So, basically that was an trial and error method we try to stand on the contour we try to
follow the contour and we keep recording it. The direct method we also saw the
disadvantages of that it is very difficult, time consuming, based on trial and error. So, can
we do something different? So, the next method or the next category of the methods is
indirect method. So, what we will do? We have already seen the concept of indirect
method where we measure several points the X Y Z of several points in the terrain. And
then by interpolation we locate where the contours are what we will do today: We will
see in some specific methods in that line. The very first indirect method that we are
going to talk about is grid method. In the case of the grid method, what we do there in
the ground? We try to establish a grid well. It depends upon how accurate we want our
contours to be and the size of the grid will depend upon that.
(Refer Slide Time: 02:59)
The grid means, there on the ground, we establish a grid like this and we measure the
RLs of all these points. Now, grid means all these points are along certain directions. So,
that it is easy to establish them urgently or the planimetric control is easy. However, the
same time you may be observing that the grid spacing is not uniform. It can be uniform
or it cannot be uniform also. Well, the method is whatever the method we choose of
planimetric survey. First of all we have to establish that grid may be by simple chains or
by some sophistication you know using the theodolites. What we can do? We can use 2
theodolites one kept here, one kept here and in our grid design which we have already
designed I can have the angle of intersections for all the points. For example, here this
theta and this theta, so using theta 1 and theta 2 for all the points I can locate those points
there in the ground.
So, while 2 theodolites are working someone is moving with the ranging rod till his
bisected by both of them that is a point. So, we locate at that point is a RL. So, what we
are observing here? We are basically observing X Y Z X Y is really not required here if
the grid is uniform. Even if the grid is non-uniform if we know about the idea of the grid
measuring X, Y is not required, because we know it already. However, we keep
measuring Z using the same principle what we have done starting from the benchmark
keeping a staff there. And keeping the level it may be the dumpy level it is levelled. So,
wherever we are rotating it, it will make a horizontal line of sight. So, we keep putting
our staff in all these points and measure the RL’s what we are achieving? By doing this
we are achieving the X Y Z of all these points.

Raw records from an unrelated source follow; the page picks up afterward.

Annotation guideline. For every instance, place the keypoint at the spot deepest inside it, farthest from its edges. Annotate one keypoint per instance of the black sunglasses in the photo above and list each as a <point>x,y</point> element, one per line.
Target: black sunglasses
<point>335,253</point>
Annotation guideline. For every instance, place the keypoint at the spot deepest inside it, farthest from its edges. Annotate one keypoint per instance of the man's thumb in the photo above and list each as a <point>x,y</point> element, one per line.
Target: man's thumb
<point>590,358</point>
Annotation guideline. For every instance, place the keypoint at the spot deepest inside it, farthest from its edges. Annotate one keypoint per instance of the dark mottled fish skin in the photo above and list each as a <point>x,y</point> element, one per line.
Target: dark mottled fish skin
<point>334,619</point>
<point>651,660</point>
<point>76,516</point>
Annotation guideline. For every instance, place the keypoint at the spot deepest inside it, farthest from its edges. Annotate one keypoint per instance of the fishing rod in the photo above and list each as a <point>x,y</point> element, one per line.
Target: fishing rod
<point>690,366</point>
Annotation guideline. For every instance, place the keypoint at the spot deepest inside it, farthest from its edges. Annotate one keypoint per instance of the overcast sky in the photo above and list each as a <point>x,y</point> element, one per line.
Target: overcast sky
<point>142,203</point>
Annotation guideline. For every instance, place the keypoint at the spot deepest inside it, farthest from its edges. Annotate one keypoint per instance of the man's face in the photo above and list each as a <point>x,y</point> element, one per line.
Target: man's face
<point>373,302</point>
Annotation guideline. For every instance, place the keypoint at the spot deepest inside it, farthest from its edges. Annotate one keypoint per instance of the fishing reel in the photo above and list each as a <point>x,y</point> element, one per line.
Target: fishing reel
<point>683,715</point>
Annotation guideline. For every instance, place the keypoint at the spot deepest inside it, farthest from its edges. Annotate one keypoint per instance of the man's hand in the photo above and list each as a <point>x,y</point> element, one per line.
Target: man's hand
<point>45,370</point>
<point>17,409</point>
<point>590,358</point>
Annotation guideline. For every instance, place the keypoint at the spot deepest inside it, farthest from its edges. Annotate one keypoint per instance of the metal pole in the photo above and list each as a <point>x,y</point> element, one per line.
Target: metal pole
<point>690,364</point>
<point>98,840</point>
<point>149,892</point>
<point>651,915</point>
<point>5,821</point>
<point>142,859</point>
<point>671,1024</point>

Now, the grid could be uniform if our ground is you know the undulations in the ground
are nearly uniform the slope is uniform. It is not differential undulation you know some
parts of the ground is flat while the others are highly undulating. If the ground is like that
some parts of the ground are uniformly sloping while the others are highly undulating
you know. So, in those cases we would like to go for non-uniform grid because the idea
of contouring is to represent the ground as good as possible. If you choose the uniform
grid then either we are working more if our grid size is very small or we are putting less
accuracy in the work if our grid size is large. So, instead of that we can go for non-
uniform grid a grid which at depths to the terrain. So, this is the very first approach the
grid method. Now, the second one we can say is radial line.
(Refer Slide Time: 06:30)
Radial line method is again it depends upon the terrain where you are working which
method should you use. It will depend upon you know what kind of terrain you are
working in. If the terrain is something like you know a hillock you want to stand at the
top of the hillock. So, from there you can take the observations in all the directions. So,
what we would like to do? Let us say we are drawing this in plan this is the direction of
north or our azimuth. I can set my theodolite at this point, which at the top of the hill T
and here on I can take different lines of sights they are the radial lines. So, what I am just
doing? I am just putting these at different angles from my azimuth. And then we move
along these by equal horizontal distance that could be possible by using the tape or chain.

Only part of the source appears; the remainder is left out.